You may have noticed last week that the US Federal Reserve is dropping interest rates like crazy to try and avert a real recession.
This may or may not be successful, time will tell.
However, one huge effect of this has been the huge fall in the value of the dollar. This has many effects, the most pernicious being encouraging inflation - but this seems to be what Ben Bernanke, Fed Chairman is looking for to fight the depression.
On the other hand, it has led to a strange set of domestic circumstances in the US. The inflation rate (which is as skewed as the UK's, see Ed's comments in the post preceding this) is at 3% and climbing. Interest rates are at 2.25%. This means putting your money in a bank is likely reduce your wealth. For example, HSBC US is offering one of the best rates - 3.05% pa.
Yikes - this means you have to either spend your money or invest it in something that is going to at least hold its value - no easy thing in the current markets. Certainly holding any savings in cash is a bad idea.

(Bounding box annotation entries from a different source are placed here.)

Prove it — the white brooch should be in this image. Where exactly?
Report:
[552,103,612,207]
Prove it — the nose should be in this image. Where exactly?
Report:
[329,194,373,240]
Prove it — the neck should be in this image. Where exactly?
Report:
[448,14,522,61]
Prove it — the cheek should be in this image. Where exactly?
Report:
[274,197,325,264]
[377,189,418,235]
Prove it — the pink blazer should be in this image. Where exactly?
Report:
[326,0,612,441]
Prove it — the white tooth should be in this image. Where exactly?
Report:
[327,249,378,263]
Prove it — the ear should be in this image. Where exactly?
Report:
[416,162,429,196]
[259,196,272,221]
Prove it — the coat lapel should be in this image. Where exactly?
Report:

The UK is likely to follow the US in this respect in the near future.The Bank of England is likely to cut rates and inflation is rising - so although we probably won't go into negative territory like the US things will get close. This will make for some risky investment decisions having to be taken by investors - including fund managers who will be forced to reduce their cash pools to generate acceptable returns.
The pound in your pocket is heavily affected by this - perhaps we should all convert our spare cash to Euro's or Renminbi to maintain its value....at least these are safer havens in these interesting times!